Other Biden world officials insist they are taking nothing for granted. Though there is a growing belief that Trump is a shoo-in to be the Republican nominee for president, they don’t believe he is a shoo-in to lose in a general. They say that an element being lost in the hand-wringing about the state of the campaign is that a lot of the work is being done by a DNC that has been bolstered during Biden’s tenure.

“The Biden-Harris reelection campaign is building on the work of a historically strong DNC and state party operation, unified after the best midterm performance of a sitting president since FDR, and on the offense against a deeply unpopular MAGA agenda,” said Biden campaign spokesperson Kevin Munoz. “The pundits and Beltway media have always underestimated Joe Biden, and he’s proven the doubters wrong every time.”

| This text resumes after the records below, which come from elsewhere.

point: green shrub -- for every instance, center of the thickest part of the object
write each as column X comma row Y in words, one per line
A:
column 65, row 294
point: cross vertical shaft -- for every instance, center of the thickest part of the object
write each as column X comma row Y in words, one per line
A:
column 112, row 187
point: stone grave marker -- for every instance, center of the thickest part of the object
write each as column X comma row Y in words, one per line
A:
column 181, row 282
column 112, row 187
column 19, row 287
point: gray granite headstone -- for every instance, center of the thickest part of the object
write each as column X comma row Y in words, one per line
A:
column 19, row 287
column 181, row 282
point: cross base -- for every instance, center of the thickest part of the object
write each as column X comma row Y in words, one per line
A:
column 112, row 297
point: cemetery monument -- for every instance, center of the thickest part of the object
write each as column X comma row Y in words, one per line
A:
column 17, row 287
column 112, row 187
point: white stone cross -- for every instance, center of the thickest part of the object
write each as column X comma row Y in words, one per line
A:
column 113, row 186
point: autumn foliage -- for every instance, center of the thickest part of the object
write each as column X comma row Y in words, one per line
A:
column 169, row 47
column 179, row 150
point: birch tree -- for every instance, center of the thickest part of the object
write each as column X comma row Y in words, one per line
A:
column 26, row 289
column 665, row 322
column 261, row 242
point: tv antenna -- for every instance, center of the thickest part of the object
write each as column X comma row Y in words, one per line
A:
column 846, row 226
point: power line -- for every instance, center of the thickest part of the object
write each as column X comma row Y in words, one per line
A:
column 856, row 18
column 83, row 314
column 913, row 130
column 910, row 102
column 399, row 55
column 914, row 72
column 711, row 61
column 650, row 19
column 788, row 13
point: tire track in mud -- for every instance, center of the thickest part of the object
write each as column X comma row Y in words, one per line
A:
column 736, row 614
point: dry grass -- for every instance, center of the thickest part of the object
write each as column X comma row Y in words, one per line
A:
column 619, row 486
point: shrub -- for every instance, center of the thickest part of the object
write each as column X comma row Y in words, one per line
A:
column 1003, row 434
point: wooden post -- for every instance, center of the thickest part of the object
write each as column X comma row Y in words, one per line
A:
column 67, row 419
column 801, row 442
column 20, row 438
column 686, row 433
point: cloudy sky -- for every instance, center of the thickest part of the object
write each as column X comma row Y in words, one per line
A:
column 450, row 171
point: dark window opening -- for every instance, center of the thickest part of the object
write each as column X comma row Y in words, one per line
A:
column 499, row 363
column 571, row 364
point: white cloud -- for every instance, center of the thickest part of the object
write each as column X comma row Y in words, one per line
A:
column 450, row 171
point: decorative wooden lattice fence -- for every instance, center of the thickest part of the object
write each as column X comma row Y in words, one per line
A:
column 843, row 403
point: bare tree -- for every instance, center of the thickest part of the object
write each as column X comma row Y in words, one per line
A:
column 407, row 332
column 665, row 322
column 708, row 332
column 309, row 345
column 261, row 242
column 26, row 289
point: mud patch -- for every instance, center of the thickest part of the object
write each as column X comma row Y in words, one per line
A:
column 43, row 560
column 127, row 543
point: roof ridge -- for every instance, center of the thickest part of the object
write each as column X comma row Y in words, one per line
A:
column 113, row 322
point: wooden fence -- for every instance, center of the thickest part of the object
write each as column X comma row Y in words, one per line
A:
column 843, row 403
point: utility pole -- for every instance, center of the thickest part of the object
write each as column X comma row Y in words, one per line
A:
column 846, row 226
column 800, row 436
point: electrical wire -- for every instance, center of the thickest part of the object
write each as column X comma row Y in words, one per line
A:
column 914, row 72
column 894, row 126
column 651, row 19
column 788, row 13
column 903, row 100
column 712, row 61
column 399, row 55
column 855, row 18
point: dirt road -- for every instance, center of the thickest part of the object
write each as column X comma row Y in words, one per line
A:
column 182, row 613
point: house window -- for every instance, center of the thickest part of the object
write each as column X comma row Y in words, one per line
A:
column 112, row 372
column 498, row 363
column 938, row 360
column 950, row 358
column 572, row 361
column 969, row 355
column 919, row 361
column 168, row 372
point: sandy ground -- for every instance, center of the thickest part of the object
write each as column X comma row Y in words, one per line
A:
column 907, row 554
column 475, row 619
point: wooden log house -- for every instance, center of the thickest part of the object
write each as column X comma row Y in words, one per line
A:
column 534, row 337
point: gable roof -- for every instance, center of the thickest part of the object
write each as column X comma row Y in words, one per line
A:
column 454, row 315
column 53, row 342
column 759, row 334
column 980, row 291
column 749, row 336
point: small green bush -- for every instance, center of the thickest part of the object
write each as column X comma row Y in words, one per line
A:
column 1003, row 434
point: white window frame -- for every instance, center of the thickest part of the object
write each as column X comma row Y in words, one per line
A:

Those closest to Biden like their chances in a 2020 rematch with Trump. They believe Trump is no longer viewed as an outsider change agent, but as a disruptive force, one a large swath of the country considers embarrassing. That Trump spent Wednesday night scoffing at his legal troubles, defending the Jan. 6 riots — pledging to pardon many of those rioters — articulating a defense for his infamous “Access Hollywood” tape and mocking a woman he was found liable to have sexually abused, only reinforced those beliefs.

“Fear is a good motivator and Trump rightfully scares the majority of Americans,” said Bradley Beychok, president and co-founder for the Biden-supportive Super PAC American Bridge 21st Century. “When Americans are reminded of the danger Trump poses to our democracy, that fear translates into more enthusiasm for Biden and the Democrats — including a deluge of donations.”

Fears about complacency, strategy, and overall political viability are nothing new for Democrats. It may be part of their DNA.

“Democrats are bedwetters historically. There’s like, just full-throated fucking panic,” said Jim Messina, the campaign manager for the Obama reelection campaign. “It is [also] fair to say that Team Biden has been the most underestimated political operation in the country.”

Messina, who says the White House calls him periodically to check on what he’s hearing and what advice he may have, believes that what some Democrats may read as overconfidence is actually just “a very small team of people the president trusts in who are calm and realize they’re going to go through 100 storms between now and November 2024.”

But the current round of internal party agita is unique in how Democrats are perceiving the stakes. Party officials have wrestled with the idea that Trump as the Republican nominee represents both political opportunities and larger threats. There is also an unshakeable fear that Biden is both inherently flawed (due to his age) and irreplaceable atop the ticket.

Four years ago, these calculations and concerns did not exist. Biden rode an anti-Trump sentiment to the White House along with popular anxiety about the state of the economy and the fight against the pandemic.

White House aides believe that even voters who may be lukewarm about now President Biden will still turn out to vote against Trump. But some Democrats feel the dynamics are different now. David Simas, Obama’s White House political director toward the end of his presidency, says that Democrats shouldn’t anticipate that Trump’s presence on the trail and the airwaves makes Biden’s path easier than it was in 2020.

“In 2016 at this stage, 18 months before, [Trump] was trailing Secretary Clinton by double digits. In the polling in 2020, where he was the incumbent, Joe Biden was getting into the race, Trump was trailing by nine or 10 percent. In the polling today, in a Trump vs Biden matchup, what you essentially see is either a tied race or a slight advantage [for] Trump,” Simas said at the Sedona Forum.